1.) we can make something smarter than ourselves
2.) that thing might have unexpected goals, since we can't really understand how it works
3.) there are lots of reasons why a superintelligence would kill us with and/or without intending to

To me, I feel like (1) is a lot farther away than he seems to think it is, but I don't know of any great analysis of that question to link to.

@ShekinahCanCook@universeodon.com @davidho I think the theory is that it would be able to lay its own cables and so on. 😂

@davidho Eliezer Yudkowsky suggests AI might use climate change to kill us all: it needs more compute power to accomplish whatever its goals are, and that process inevitably creates waste heat which will eventually make the planet uninhabitable. (I think he wouldn't say this is the most likely thing that kills us first, though.)

Normally, climate change as we think of it wouldn't cause human extinction, of course.
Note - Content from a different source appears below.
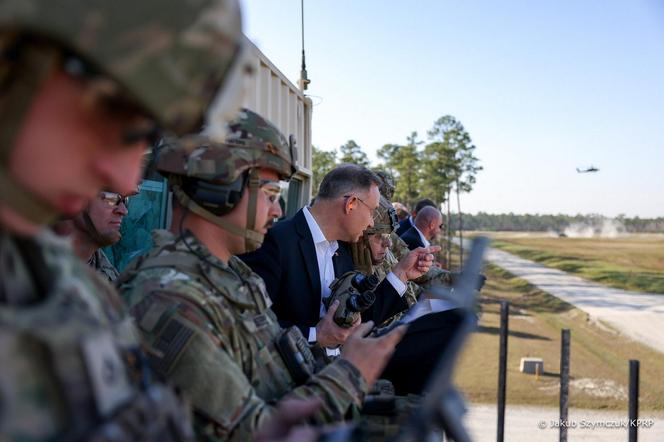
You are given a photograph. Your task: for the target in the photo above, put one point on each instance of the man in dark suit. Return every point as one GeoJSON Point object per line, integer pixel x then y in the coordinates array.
{"type": "Point", "coordinates": [409, 222]}
{"type": "Point", "coordinates": [428, 224]}
{"type": "Point", "coordinates": [301, 256]}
I mean, worst-case scenario is bad enough, just not that bad.

@kentborg Interesting claim; in what ways do you see him as less reasonable?

@TruthSandwich @freemo That sounds like an opportunity to learn something interesting.
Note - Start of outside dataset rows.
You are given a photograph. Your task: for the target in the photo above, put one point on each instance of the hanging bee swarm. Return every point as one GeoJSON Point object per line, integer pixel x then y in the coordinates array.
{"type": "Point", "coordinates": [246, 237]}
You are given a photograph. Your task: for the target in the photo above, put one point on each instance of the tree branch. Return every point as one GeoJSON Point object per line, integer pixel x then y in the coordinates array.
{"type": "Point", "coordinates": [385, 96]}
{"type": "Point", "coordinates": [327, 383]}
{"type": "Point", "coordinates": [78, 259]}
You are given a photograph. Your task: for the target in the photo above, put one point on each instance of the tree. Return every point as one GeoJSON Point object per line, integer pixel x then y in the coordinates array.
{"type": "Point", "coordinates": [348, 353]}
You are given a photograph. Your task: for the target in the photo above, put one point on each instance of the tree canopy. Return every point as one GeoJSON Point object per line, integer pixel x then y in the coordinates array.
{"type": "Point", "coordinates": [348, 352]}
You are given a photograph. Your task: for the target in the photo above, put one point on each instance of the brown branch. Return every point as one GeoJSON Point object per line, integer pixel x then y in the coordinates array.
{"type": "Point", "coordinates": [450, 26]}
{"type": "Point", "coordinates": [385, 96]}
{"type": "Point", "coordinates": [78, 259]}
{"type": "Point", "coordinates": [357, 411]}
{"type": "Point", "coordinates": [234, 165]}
@bryanruby Yeah, there's been a lot of hubbub about "child labor" recently, but I'm not sure I disagree with most of these new rules.

In some states it is really hard for a 15-year-old to get a summer job or whatever: some employers just won't even bother jumping through the hoops. This is not good. Fixing that is a good thing. Nobody wants 10 year olds to drop out of school to work in the coal mines, but this doesn't mean small adjustments like this are necessarily a bad thing.

It looks like now in Iowa 17yos can get a job operating a power saw. I am ok with this; 17yos are capable of learning to safely operate power saws.

@tweetsjen "do you have any evidence that anyone was actually teaching ..." – Just a tangential note about this: like I said, I don't, and I suspect it is vanishingly rare. But I think I can see where the fear that it is happening is coming from.

Authors like DiAngelo write things like "I know that because I was socialized as white in a racism-based society, I have a racist worldview, deep racial bias, racist patterns, and investments in the racist system that has elevated me." Now, I don't think she means this in terms of normal-english "racism", but instead she means her and Kendi's definition: as a white person she by default perpetuates "whiteness": being white as the default/norm, supporting systems that (unintentionally, even) benefit white people, (usually because they benefit rich people, but that's another topic).

However, taken out of context, it sure looks like she's trying to promote that idea, doesn't it. (I think this redefinition of the term is a rhetorical strategy. I doubt it works, but even if it does, as we can see here it causes confusion.)